Yo creo, y de nuevo opino con la irresponsabilidad, el desconocimiento y sinceridad de un jubilado en una silla de parque, que sí hay una revolución que podemos hacer, un cambio que podemos acometer con consecuencias inesperadas y transformadoras, una especie de ecuación primera y unificadora del campo humano, cuya ignición requiere una masa crítica simple (pero terriblemente resistente de convencer) de obtener: la revolución de uno mismo, el cambio que comienza en el pequeño pixel, igual a los otros 6 o 7 mil millones de pixeles de la pantalla llamada humanidad.

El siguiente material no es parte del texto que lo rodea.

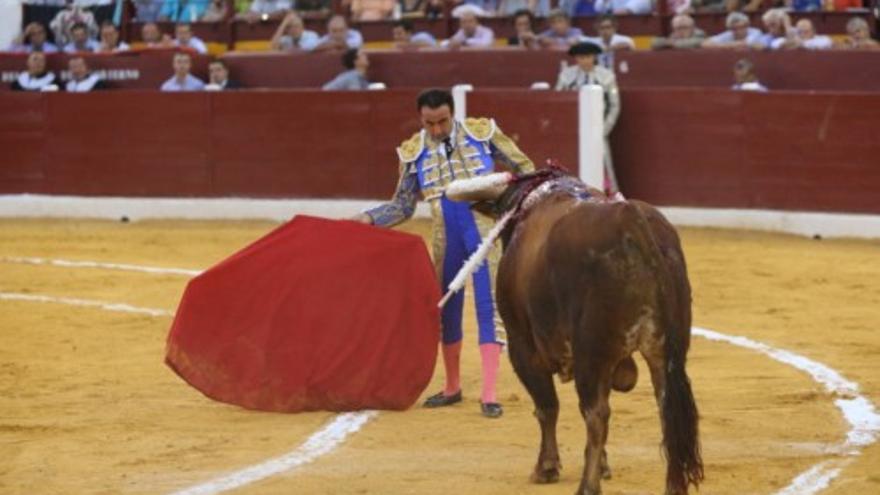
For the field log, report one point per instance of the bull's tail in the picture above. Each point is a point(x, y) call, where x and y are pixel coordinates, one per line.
point(679, 410)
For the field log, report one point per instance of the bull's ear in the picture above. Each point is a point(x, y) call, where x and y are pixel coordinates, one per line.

De alguna forma el sistema ha conseguido hacernos creer que hay un poder que si puede hacer transformaciones, un poder superior, pero nunca uno mismo. Han instalado en nosotros la certeza de que si no hay quien nos valide, no somos, ni podemos. Necesitamos de certificaciones que digan que sabemos lo que sabemos, plásticos que confirmen nuestra identidad, oraciones y mitologías particulares que nos protejan del mal, autoridades que definan lo que está bien y lo que no. Una conexión permanente con un centro de poder del que todos dependemos y sin el cual no podemos entendernos, ni podemos existir. Una especie de rueda de bicicleta, cuyos radio se conectan al eje, pero no se tocan unos a otros ni logran significar algo fuera del sistema.

Hay un reto pendiente en cada uno de nosotros y es volver a creer que el cambio, la revolución, la transformación de nuestro entorno no va a llegar de mano de un presidente (aunque sí ayudaría elegir gente adecuada) ni de un dios benefactor o un extraterrestre, o cualquier externalidad que sumercé escoja.

No. El cambio no se lo debe pedir uno a nadie. Debe pedírselo uno mismo. Uno lo debe contagiar con el bendito ejemplo, con la acción que haga concordar lo que creemos íntimamente con lo que hacemos cotidianamente. No es el mundo lo que anda mal, somos nosotros, soy yo. Ese yo desarticulado de su semejante (que curiosamente se llama “semejante”, pero en realidad lo concebimos “diferente” y por eso no lo reconocemos como una continuidad nuestra) a quien teme y desprecia, en tanto que adora y no cuestiona al ser central y rector del mundo.

Dicen que los orientales, a diferencia de los de estos lares, perciben el mundo como una continuidad y que las cosas y seres que vemos distintas son meras manifestaciones particulares de un solo “ki”. Entes y entornos como una sola y continua esencia.
Cuando entendamos que no hay un otro sino un nosotros (nosotros los seres vivos y el espacio que nos rodea), reconoceremos, como que hay sol en el cielo, que somos el cambio que queremos del mundo. Y no habrá patria, ni dios, ni banco que nos lo impida.